Now, even though iTV and VOD advertising are dead, as of June 8,  digital TV advertising is very much alive and kicking, beginning to deliver on all the promise of the last 15 years: the sight, sound, and motion of TV with the accountability and consumer-response mechanism of the Internet. Because of conveniences such as the DVR and VOD, consumers look to their TV remote to do more than change the channel. And with these capabilities come innovative advertising opportunities for marketers.

I won't use the "C" word, "convergence" -- OK, I just did. So sue me. Now that every TV is a digital TV, we finally have one unifying place in which to put iTV ads, VOD ads, advanced advertising, enhanced advertising, (you can stop me any time now) emerging advertising, activation, and now IPTV. You can't expect advertisers to put their trust in something if you can't even agree on what to call it.

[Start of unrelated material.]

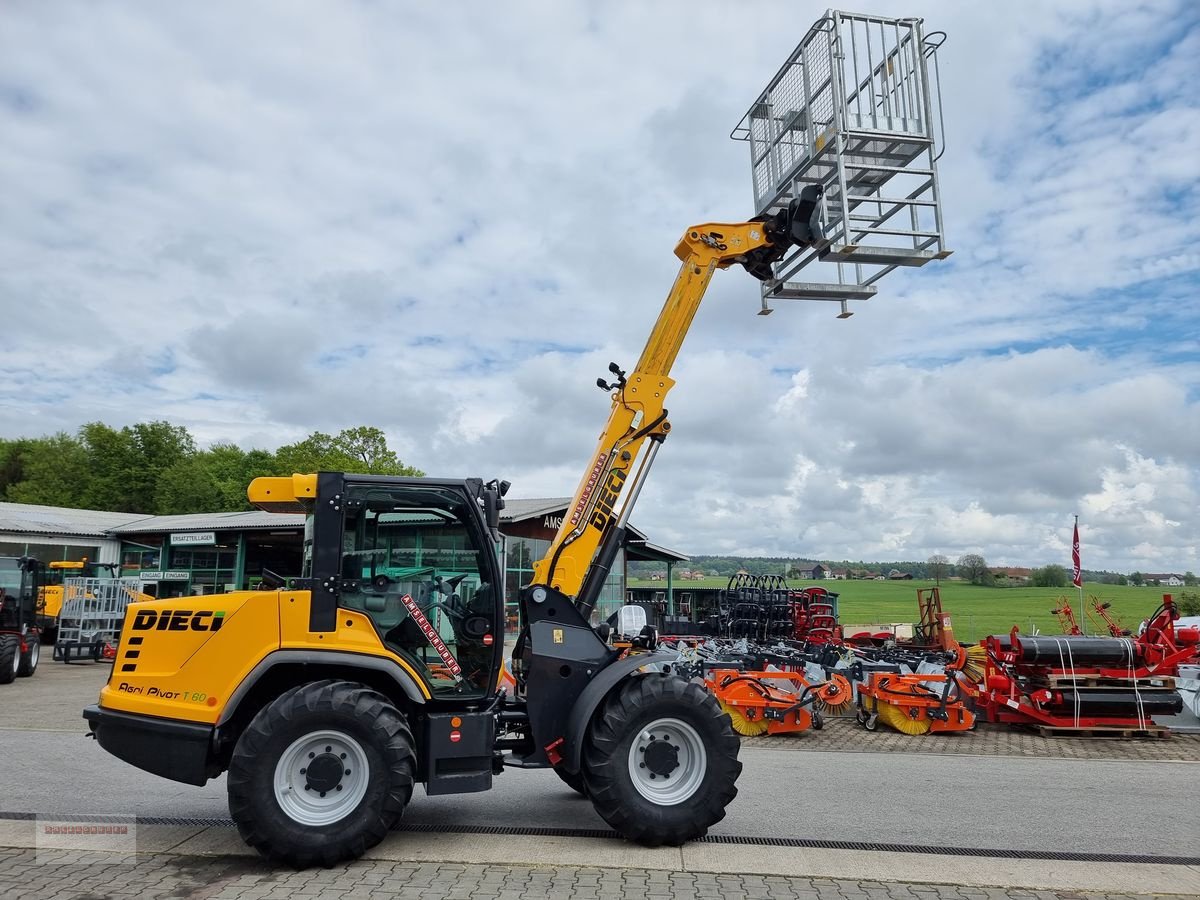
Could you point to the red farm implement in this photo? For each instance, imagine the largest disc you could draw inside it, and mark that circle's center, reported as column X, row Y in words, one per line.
column 1075, row 683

Now, since everyone from PC Geek magazine to People loves Top 5 lists, here a few of my own. First....

The Top 5 ad Units of Digital TV

  1. Program Guide Banner Ads
  2. Video on Demand :30's
  3. Branded Destinations
  4. Linear :30's with Polling / RFI overlays
  5. Linear Addressable targeting

Next --  I talk about this one a lot...

The Top 5 Things Digital TV Should  NOT Be

  1. A Web site accessed on a TV
  2. A one-off execution
  3. Disruptive to consumer viewing patterns
  4. Just interactive or just branding
  5. A threat to TV ad dollars

And finally....

The Top 5 Things Digital TV Should Be

  1. Simple and convenient place for consumer to get new and/or recycled information
  2. Integrated with elements of the overall communications plan
  3. Adding value to current viewing experience
  4. Creative ad placements tailored to meet client goals
  5. Enhancement to TV ad dollars

So please, let's get our heads out of 1994 and starting talking about 2010 solutions for advertisers. Let's talk about raising brand awareness, brand recall, and purchase intent. Let's talk about the consumer convenience of engaging with a brand via the remote control. Let's talk about "what's next" for advertisers. Let's talk about digital TV.

0 comments on "Interactive TV Advertising: DEAD In Water! But Digital TV Is Alive & Kicking ".

  1. Rich Reader from WOMbuzz
    commented on: October 29, 2009 at 1:39 p.m.

    Blame the message & its' gurus, but neither the messenger nor the medium. The obstacles perceived through worn-out spectacles and narrow points-of-view are illusions, as long as the intent of the interaction is to cram the wrong messages down the public's collective esophagus.

    If the gurus ask the wrong questions, they will get the wrong answers. If they don't listen carefully when asking the right questions in a multitude of phrasings, and they fail to carefully analyze the responses for subtle nuances, it doesn't matter just how right the questions were.

    Audiences don't interact with content that they do not find sufficiently engaging.

    When agencies and their creative archetypes pay attention to social media's rules of engagement, and invest sufficient energy wisely into those rules, they will be richly rewarded. If they stick to their "traditional wisdom" whereby they pretend to control the game and take shortcuts at every step, then they will find themselves ejected from the playing field.

  2. Jonathan Mirow from BroadbandVideo, Inc.
    commented on: October 29, 2009 at 2:32 p.m.

    Liked the lists. Just got done giving a talk on internet video programming. Here are my lists:

    What internet video programming is NOT:
    1) Encoded TV Shows
    2) Encoded Public Domain Movies
    3) 99.99% of what is found on YouTube and other video sharing sites
    4) “User Generated” (as a rule)

    What internet video programming IS:
    1) Engaging, informative and entertaining
    2) Interactive at several levels
    3) Distributed throughout the web (found at several locations in several formats)
    4) Professional (in concept as opposed to execution)

  3. Robert Rosenthal from Rosenthal Heavy Industries
    commented on: October 29, 2009 at 5:29 p.m.

    Agreed, Chris. But whatever it's called, the tipping point has been reached as the more enlightened marketers are jumping in.